Governo Lula observa estabilidade na Venezuela após transição política

Itamaraty reconhece diálogo entre Caracas e Washington como fator para estabilidade

Governo Lula avalia momento de estabilidade na Venezuela após diálogo entre Caracas e EUA e a liderança interina de Delcy Rodríguez.
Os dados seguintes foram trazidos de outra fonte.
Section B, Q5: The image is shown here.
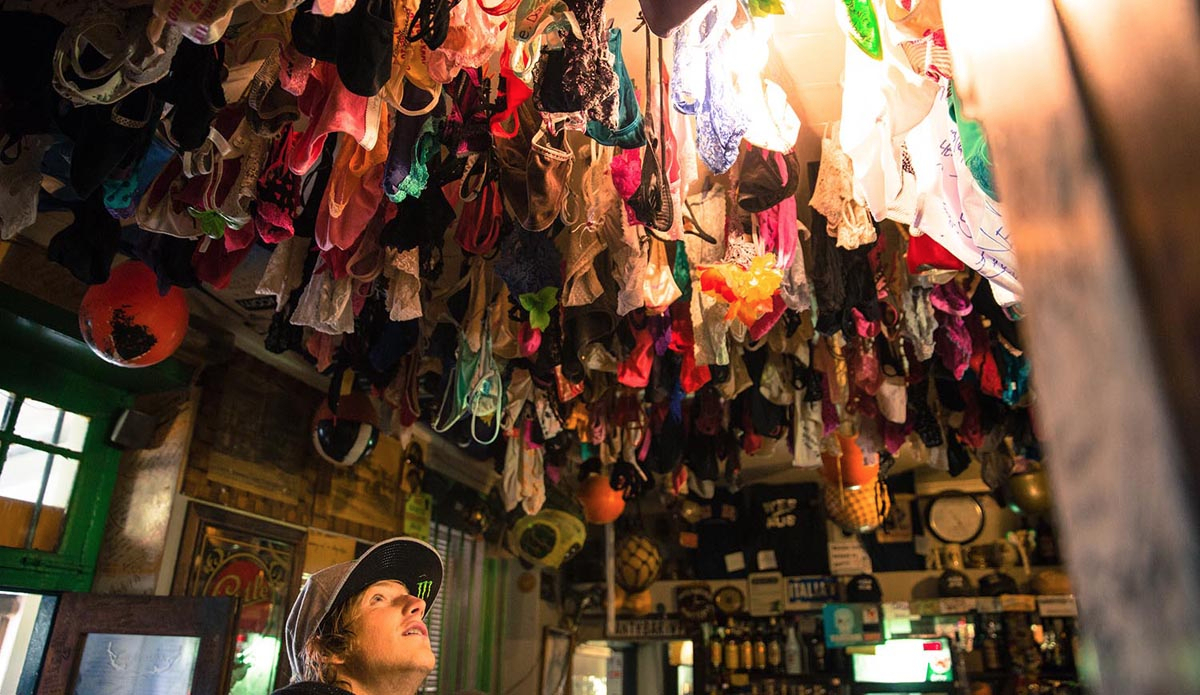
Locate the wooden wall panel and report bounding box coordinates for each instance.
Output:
[943,0,1200,695]
[182,353,322,526]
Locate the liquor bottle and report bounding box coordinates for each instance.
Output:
[708,625,725,672]
[809,621,826,673]
[784,624,804,676]
[738,625,754,671]
[767,618,784,673]
[725,618,740,671]
[754,623,767,672]
[979,613,1003,671]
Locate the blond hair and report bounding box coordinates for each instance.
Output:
[299,593,361,687]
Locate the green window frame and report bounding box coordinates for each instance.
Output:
[0,284,182,592]
[0,343,131,592]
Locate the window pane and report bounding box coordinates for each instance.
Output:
[42,456,79,509]
[0,444,50,547]
[0,389,16,430]
[14,400,88,451]
[0,444,53,503]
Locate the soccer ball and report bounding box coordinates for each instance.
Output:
[616,535,662,594]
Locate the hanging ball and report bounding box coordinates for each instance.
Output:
[312,394,379,468]
[79,260,187,367]
[578,474,625,526]
[613,535,662,594]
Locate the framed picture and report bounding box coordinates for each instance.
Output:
[37,594,238,695]
[172,502,305,695]
[538,628,575,695]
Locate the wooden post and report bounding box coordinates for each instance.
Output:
[942,0,1200,695]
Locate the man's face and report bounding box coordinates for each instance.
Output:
[344,580,436,678]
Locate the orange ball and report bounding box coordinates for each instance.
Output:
[578,474,625,526]
[79,260,187,367]
[821,432,880,489]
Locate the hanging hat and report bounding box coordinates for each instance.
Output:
[824,480,892,533]
[640,0,708,38]
[821,432,880,489]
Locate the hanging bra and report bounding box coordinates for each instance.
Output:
[587,28,646,150]
[629,31,674,232]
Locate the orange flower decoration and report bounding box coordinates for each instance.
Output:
[700,253,784,328]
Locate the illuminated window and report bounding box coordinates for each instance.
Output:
[0,390,90,552]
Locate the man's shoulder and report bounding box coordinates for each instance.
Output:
[271,681,353,695]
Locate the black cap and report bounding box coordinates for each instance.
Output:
[286,538,442,683]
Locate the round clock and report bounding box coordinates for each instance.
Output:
[713,586,745,616]
[925,491,984,544]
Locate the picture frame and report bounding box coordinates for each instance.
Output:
[538,628,575,695]
[37,593,238,695]
[170,502,307,695]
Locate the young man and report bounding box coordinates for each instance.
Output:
[275,538,443,695]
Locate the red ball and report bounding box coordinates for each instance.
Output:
[79,260,187,367]
[578,474,625,526]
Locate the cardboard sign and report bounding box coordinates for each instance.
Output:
[829,540,871,576]
[823,604,883,647]
[607,618,690,640]
[1038,594,1079,618]
[404,492,433,540]
[304,528,356,574]
[746,571,784,617]
[785,576,840,610]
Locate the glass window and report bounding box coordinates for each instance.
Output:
[0,592,42,693]
[0,444,53,504]
[0,391,89,552]
[42,456,79,510]
[13,399,88,451]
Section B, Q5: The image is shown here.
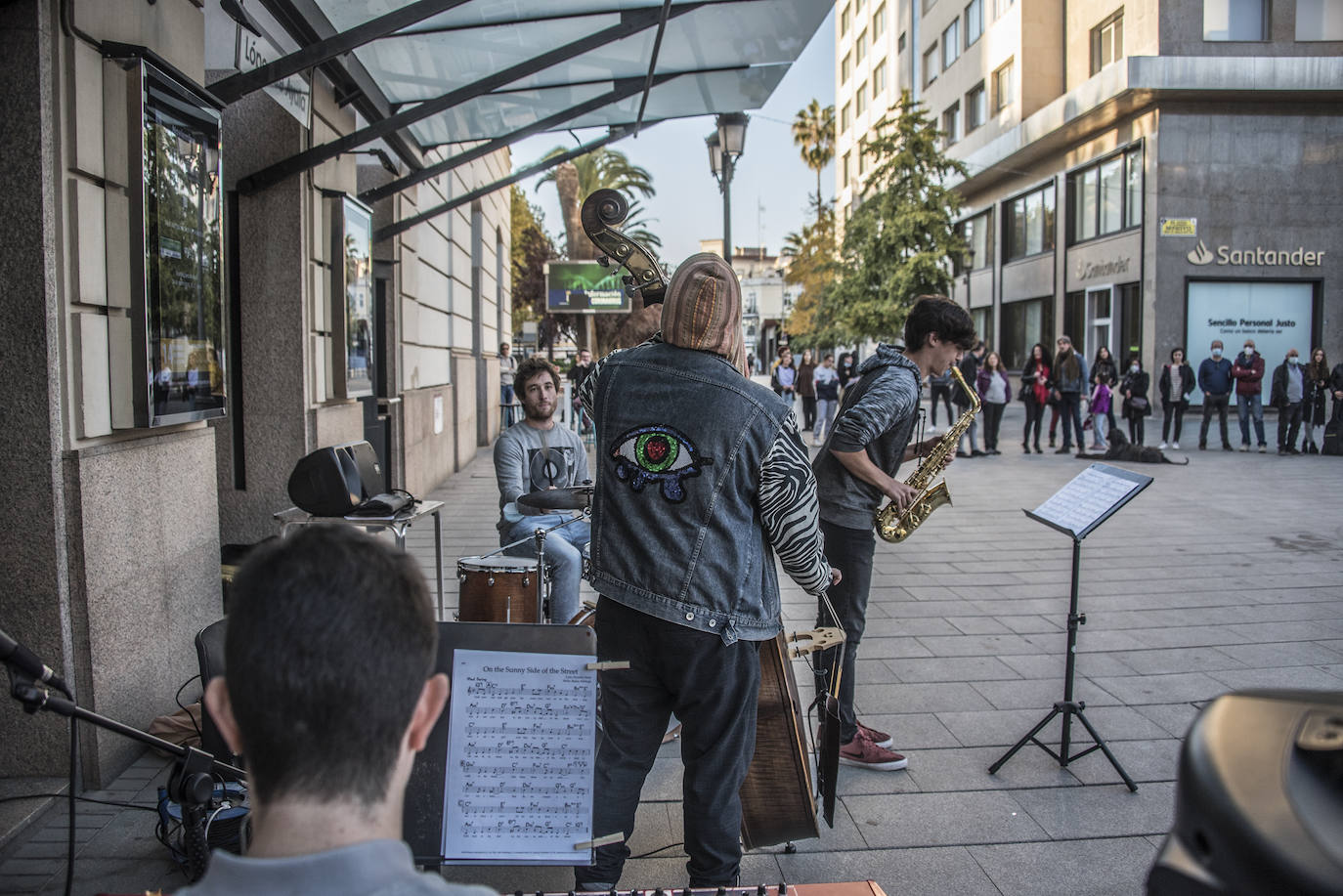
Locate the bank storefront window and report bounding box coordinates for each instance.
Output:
[999,297,1055,372]
[1003,183,1055,262]
[1067,148,1143,244]
[1185,279,1318,405]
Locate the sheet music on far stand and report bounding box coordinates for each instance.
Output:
[443,649,596,865]
[1026,463,1152,541]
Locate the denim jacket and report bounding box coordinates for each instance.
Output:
[592,343,790,644]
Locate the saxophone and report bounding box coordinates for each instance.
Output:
[876,364,979,544]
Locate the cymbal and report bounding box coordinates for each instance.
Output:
[517,485,592,510]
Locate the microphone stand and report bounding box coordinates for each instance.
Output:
[10,667,245,884]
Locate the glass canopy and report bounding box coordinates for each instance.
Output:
[315,0,830,148]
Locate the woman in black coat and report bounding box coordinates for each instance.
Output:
[1119,355,1152,445]
[1156,348,1195,448]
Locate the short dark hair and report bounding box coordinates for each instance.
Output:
[224,526,438,805]
[905,295,975,352]
[513,355,560,399]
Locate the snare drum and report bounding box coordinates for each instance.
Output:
[456,556,539,622]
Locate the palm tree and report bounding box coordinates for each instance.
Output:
[793,100,836,205]
[536,147,662,258]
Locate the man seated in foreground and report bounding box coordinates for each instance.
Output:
[179,527,493,896]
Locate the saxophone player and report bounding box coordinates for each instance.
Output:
[812,295,975,771]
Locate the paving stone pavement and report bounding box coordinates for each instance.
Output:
[0,405,1343,896]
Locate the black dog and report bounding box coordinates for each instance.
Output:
[1077,429,1189,466]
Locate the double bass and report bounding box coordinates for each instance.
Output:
[581,190,844,849]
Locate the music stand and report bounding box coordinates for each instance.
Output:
[988,463,1152,791]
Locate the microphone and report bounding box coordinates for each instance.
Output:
[0,630,74,700]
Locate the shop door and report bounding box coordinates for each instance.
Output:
[1081,286,1114,362]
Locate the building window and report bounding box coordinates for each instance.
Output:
[1067,149,1143,243]
[941,19,960,71]
[1203,0,1268,40]
[966,0,984,47]
[994,59,1016,114]
[1296,0,1343,40]
[966,80,988,134]
[1003,183,1055,262]
[941,102,960,147]
[1092,8,1124,74]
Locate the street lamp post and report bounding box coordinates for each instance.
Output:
[704,111,750,265]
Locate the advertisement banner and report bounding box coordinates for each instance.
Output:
[1187,280,1315,405]
[545,262,629,315]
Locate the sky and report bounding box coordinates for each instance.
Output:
[513,8,836,265]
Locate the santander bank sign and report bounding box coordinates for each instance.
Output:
[1185,239,1324,268]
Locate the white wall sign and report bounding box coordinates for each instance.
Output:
[234,25,313,128]
[1187,280,1315,405]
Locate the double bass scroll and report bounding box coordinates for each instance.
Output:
[579,190,668,306]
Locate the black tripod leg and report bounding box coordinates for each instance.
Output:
[988,706,1062,775]
[1073,709,1138,792]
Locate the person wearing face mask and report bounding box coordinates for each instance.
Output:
[1119,355,1152,445]
[1232,338,1268,454]
[1156,348,1193,448]
[1269,348,1306,454]
[1198,338,1233,451]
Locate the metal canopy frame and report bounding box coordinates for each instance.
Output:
[373,121,658,243]
[238,0,714,194]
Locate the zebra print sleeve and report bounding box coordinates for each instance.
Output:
[760,412,830,594]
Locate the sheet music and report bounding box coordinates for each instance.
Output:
[1031,465,1146,534]
[443,649,596,865]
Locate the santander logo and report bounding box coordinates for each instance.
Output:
[1185,239,1215,265]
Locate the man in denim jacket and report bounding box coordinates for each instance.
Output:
[575,254,838,891]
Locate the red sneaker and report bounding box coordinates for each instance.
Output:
[840,732,909,771]
[858,721,895,749]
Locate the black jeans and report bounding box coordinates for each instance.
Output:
[1020,395,1045,448]
[815,520,877,743]
[574,596,760,889]
[1162,402,1189,442]
[1198,392,1232,448]
[984,402,1008,451]
[928,384,956,426]
[1278,402,1301,451]
[801,395,816,430]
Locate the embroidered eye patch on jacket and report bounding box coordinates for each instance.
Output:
[611,426,714,504]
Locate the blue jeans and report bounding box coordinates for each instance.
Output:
[815,520,877,743]
[1235,392,1268,446]
[574,596,760,889]
[1059,392,1087,451]
[499,513,592,624]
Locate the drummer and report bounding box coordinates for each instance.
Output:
[495,355,591,623]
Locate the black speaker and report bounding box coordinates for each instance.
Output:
[288,442,367,516]
[1147,691,1343,896]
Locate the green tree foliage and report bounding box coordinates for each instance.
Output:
[509,186,557,341]
[816,91,966,343]
[793,100,836,209]
[783,203,838,348]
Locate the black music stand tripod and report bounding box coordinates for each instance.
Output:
[988,463,1152,791]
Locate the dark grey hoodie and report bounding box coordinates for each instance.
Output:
[811,343,920,530]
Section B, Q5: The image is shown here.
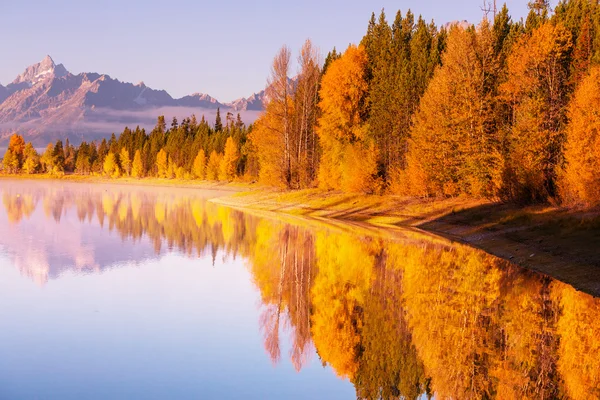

O governo do presidente Luiz Inácio Lula da Silva tem acompanhado de perto o cenário político na Venezuela, que vive um momento de “certa estabilidade” desde a operação que resultou na captura do ex-presidente Nicolás Maduro pelos Estados Unidos e a nomeação de Delcy Rodríguez como presidente interina.

A posição do Itamaraty sobre a Venezuela

O Ministério das Relações Exteriores brasileiro reiterou sua posição oficial expressa em 3 de janeiro, no dia da operação militar norte-americana, classificando o ataque como “inaceitável”. Apesar disso, o Itamaraty reconhece que o diálogo entre Caracas e Washington tem sido um elemento chave para a manutenção da estabilidade no país vizinho.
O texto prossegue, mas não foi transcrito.